Enable debug logging of the MessageLoggingHandler (uncomment
log4j.category.org.globus.wsrf.handlers.MessageLoggingHandler=DEBUG
in $GLOBUS_LOCATION/container-log4j.properties), restart the GT server,
submit 1 job and send the logfile.
Don't have all debugging on, only the MessageLoggingHandler.

-Martin

Neha Sharma wrote:
> Hi Martin
> 
> w.r.t
>> I assume you did not change Java code for the new job manager, but
>> created
>> a SEG, and a perl module for it, right?
> 
> the answer is yes.
> 
>  I have been trying several things on my end, putting in several debug
> statements , tracking an incoming job through its various stages till
> its gets submitted to job manager etc.
> 
> The problem seems to be with the delegation service.
> 
> ++++++++++++++
> On the client side
> ++++++++++++++
> -bash-3.00$ globusrun-ws -submit -Jf neha.epr.fg -F
> fgintosg1.fnal.gov:9443 -Ft Cemon -c /bin/true
> Submitting job...Done.
> Job ID: uuid:af6b48ce-29fb-11de-9f72-001422086c92
> Termination time: 04/16/2009 20:26 GMT
> Current job state: Failed
> Destroying job...Done.
> globusrun-ws: Job failed: Failed when creating the Perl job description
> ; nested exception is:
>     org.globus.delegation.DelegationException: Error getting delegation
> resource [Caused by: org.globus.wsrf.NoSuchResourceException]
> 
> -bash-3.00$
> 
> ++++++++++
> neha.epr.fg
> ++++++++++
> -bash-3.00$ cat neha.epr.fg
> <DelegatedEPR xsi:type="ns1:EndpointReferenceType"

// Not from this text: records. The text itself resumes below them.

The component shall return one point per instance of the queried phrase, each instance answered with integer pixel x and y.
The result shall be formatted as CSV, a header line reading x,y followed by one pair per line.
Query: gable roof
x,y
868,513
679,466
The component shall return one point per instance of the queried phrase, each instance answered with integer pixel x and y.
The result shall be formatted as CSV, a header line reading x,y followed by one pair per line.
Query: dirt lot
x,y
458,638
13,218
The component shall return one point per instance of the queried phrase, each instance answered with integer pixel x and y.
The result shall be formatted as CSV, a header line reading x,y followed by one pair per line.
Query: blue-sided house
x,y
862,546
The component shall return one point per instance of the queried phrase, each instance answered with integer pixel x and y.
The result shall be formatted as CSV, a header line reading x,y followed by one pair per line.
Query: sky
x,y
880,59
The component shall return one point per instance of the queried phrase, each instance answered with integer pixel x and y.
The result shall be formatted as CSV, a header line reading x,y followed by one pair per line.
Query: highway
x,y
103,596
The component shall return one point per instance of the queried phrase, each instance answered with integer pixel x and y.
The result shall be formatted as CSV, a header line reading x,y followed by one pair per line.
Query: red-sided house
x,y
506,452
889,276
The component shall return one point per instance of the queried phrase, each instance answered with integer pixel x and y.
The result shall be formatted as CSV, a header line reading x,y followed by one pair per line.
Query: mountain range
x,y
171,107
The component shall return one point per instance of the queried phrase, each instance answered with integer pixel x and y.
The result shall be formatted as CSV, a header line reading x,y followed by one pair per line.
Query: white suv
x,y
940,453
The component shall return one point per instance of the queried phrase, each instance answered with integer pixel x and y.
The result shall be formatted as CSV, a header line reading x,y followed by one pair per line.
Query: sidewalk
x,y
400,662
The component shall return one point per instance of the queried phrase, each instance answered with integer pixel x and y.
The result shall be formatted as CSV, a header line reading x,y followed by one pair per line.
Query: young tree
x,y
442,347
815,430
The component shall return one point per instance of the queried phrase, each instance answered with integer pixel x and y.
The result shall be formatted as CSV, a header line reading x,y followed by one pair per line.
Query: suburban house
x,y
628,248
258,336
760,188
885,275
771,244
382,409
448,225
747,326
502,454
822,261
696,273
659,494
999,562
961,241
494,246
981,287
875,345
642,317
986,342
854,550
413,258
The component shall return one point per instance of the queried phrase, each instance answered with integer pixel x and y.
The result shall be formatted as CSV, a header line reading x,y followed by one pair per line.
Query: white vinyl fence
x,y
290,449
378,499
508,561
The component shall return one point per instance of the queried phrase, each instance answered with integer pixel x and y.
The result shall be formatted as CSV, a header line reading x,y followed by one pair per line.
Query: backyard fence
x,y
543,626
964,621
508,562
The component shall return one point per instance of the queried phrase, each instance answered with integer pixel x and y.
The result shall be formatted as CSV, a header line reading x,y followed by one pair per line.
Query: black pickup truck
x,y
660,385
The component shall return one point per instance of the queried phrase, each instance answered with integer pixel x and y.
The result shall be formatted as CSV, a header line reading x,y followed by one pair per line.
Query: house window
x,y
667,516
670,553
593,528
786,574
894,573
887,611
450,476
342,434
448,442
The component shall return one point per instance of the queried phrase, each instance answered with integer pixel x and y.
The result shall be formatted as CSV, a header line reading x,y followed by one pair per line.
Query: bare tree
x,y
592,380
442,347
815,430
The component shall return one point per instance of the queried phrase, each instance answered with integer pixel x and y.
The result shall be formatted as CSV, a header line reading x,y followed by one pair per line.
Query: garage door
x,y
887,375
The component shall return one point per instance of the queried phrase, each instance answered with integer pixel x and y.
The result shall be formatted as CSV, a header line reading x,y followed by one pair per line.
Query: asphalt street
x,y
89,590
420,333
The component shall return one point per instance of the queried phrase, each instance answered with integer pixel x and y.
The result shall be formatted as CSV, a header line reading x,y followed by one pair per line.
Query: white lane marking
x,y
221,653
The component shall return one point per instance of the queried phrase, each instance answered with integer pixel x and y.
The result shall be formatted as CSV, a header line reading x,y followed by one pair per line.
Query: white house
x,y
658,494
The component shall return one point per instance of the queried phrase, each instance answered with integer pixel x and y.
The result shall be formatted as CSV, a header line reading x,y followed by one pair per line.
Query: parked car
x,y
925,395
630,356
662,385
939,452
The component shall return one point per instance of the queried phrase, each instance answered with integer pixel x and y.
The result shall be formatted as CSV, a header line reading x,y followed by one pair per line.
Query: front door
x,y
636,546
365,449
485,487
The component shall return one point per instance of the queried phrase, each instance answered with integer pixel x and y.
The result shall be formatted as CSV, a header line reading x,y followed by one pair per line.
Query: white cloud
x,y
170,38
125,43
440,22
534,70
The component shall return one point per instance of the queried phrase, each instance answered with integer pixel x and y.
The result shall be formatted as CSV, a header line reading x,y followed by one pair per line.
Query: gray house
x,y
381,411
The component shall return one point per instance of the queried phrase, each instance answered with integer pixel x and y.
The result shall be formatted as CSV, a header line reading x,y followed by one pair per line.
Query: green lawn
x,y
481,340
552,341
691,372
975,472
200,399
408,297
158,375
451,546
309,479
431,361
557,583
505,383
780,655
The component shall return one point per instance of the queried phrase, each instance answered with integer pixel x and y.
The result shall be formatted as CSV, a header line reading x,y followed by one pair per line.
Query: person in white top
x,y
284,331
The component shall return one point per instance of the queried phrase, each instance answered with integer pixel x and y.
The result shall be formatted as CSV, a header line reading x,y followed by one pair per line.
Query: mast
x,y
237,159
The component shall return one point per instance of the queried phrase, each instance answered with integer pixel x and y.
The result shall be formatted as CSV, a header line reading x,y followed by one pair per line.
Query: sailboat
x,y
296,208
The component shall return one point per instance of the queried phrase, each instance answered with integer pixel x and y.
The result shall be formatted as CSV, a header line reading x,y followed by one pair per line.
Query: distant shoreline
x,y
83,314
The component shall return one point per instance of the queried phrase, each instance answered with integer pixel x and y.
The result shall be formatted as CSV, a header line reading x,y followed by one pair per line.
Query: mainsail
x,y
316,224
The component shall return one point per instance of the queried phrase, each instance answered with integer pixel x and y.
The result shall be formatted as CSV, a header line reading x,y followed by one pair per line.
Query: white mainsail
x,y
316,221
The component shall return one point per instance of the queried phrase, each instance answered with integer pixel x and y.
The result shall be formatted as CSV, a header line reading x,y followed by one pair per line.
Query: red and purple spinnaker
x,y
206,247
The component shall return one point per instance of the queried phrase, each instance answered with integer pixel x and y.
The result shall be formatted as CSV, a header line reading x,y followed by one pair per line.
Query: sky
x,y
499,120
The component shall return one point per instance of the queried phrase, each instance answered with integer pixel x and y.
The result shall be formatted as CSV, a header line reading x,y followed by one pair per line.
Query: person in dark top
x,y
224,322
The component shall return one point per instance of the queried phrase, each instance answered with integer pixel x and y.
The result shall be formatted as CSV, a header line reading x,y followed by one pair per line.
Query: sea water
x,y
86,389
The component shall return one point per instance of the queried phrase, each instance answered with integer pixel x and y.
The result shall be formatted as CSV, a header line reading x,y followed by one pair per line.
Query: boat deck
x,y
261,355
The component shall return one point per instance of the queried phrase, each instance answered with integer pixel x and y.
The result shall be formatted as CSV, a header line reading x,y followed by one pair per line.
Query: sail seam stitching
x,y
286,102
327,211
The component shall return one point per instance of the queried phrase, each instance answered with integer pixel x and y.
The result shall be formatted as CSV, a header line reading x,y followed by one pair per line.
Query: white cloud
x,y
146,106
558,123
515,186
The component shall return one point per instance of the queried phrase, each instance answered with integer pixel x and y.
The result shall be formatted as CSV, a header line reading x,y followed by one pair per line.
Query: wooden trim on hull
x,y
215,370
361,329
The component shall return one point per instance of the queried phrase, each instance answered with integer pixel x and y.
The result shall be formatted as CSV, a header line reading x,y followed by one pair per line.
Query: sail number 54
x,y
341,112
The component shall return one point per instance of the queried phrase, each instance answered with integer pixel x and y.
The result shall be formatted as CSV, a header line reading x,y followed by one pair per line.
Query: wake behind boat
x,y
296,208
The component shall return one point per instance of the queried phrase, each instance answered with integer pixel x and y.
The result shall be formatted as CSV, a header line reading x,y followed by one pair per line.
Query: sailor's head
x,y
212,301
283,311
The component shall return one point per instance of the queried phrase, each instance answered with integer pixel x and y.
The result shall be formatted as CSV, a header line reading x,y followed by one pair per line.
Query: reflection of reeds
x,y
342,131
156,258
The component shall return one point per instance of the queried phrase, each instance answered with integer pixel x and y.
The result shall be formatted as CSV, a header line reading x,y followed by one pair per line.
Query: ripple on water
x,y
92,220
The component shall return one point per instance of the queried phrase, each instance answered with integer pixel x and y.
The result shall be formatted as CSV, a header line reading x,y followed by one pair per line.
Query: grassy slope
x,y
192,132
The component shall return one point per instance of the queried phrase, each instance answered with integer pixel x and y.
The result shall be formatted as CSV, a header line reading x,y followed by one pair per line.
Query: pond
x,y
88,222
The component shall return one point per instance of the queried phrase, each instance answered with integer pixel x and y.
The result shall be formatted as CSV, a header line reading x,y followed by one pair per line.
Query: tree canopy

> xmlns:xsi="http://www.w3.org/2001/XMLSchema-instance"
> xmlns:ns1="http://schemas.xmlsoap.org/ws/2004/03/addressing">
>  <ns1:Address
> xsi:type="ns1:AttributedURI">https://131.225.81.96:9443/wsrf/services/DelegationService</ns1:Address>
> 
>  <ns1:ReferenceProperties xsi:type="ns1:ReferencePropertiesType">
>   <ns1:DelegationKey
> xmlns:ns1="http://www.globus.org/08/2004/delegationService">83aca030-2865-11de-8f8e-87fe9d875190</ns1:DelegationKey>
> 
>  </ns1:ReferenceProperties>
>  <ns1:ReferenceParameters xsi:type="ns1:ReferenceParametersType"/>
> </DelegatedEPR>
> -bash-3.00$
> 
> 
> and this is the relevant piece of log
> ++++++++++++++++++++++++++++++++++++++++
> 
> CONTAINER-REAL LOG
> ++++++++++++++++++++++++++++++++++++++++
> 
> 2009-04-15 15:26:23,064 DEBUG utils.DelegatedCredential
> [RunQueueThread_3,getDelegatedCredential:154] new DelegatedCredential()
> 2009-04-15 15:26:23,064 DEBUG utils.DelegatedCredential
> [RunQueueThread_3,<init>:214] Entering DelegatedCredential()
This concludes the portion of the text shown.